Virginia Police Officers Protected Sex Trafficking Ring In Exchange For Free Sex With Trafficked Women
The five officers allegedly conspired to protect the traffickers.
A federal lawsuit filed against police officers in Virginia’s Fairfax County alleges that police officers protected a sex trafficking ring for years in exchange for sex from the victims.
Civil rights attorney Victor Glasberg filed the lawsuit on behalf of a Costa Rican woman who is being identified as ‘Jane Doe.’
The suit claims that the county's police officers allowed the sex trafficking ring to operate in exchange for free sex with the trafficked women.
According to the suit, which names five defendants including two supervisory officers, a police captain, a police lieutenant, and a chief of police, the officers would tip off the trafficking ring to suspend its online advertisements in advance of sting operations run by the police.
The complaint states that some of them “secured sexual services from trafficked women, and may also have extorted money from the ring’s leadership.”
Officers also allegedly worked to undermine an investigation into the trafficking ring that was spearheaded by detective William Woolf and were reportedly hostile towards him as he honed in on the operation.
The lawsuit states that Woolf’s direct supervisor, identified as Michael Barbazette, would call Woolf a “social worker” and introduced strict restrictions on Woolf, like requiring daily reports from him and denying overtime work.

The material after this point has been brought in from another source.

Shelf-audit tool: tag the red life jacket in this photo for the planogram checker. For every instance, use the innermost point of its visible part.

A police lieutenant conducted an investigatory interview with Woolf in 2016, in which the lieutenant told Woolf, “he would be branded a liar and his career at Fairfax County Police Department and in law enforcement would be over” if he continued with his investigation.

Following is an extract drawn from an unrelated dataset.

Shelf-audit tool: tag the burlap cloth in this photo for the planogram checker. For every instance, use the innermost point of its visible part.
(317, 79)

“If you keep your mouth shut and don't utter the words 'human trafficking' again, all this will disappear, everything will go away, and all the paperwork will disappear,” the lieutenant was quoted telling Woolf in the lawsuit.
“Police officials regularly derided the notion that trafficked women were victims, insisting instead that they were simply prostitutes willingly engaged in unlawful commercial activity,” the lawsuit read.

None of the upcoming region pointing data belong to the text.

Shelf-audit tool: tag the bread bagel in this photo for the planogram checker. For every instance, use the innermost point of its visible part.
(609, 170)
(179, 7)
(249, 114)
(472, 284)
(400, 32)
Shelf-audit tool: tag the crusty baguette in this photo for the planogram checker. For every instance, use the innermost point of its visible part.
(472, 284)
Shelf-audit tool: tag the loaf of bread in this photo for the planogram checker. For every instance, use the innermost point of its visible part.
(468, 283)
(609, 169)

Glasberg said that he tried for months to negotiate with the county to avoid filing a lawsuit because he believes a trial will be an emotional burden for his client.
“I begged the county to resolve this without litigation. I said, 'Let's get some accountability here,'” Glasberg told AP. "In the end they told me to go pound sand."
According to the lawsuit, the Costa Rican woman was recruited in Costa Rica to come to America and work as an escort.
The woman said her work as an escort was supposed to consist of going on dates with wealthy men.
However, when the woman arrived in the U.S. in late 2010, the woman who ran the sex trafficking ring, Hazel Sanchez, allegedly took her passport and forced her to engage in commercial sex.
When the woman said she wanted to leave, Sanchez reportedly threatened to harm the woman’s family in Costa Rica, or tell them that she was a prostitute.
Prosecutors in Sanchez's case revealed that women in Sanchez’s operation were required to have sex with up to seventeen customers a day and instructed to comply with requests even for particularly humiliating or dangerous sex acts.
Sanchez pleaded guilty in federal court to running a prostitution ring and was sentenced to over two years in prison.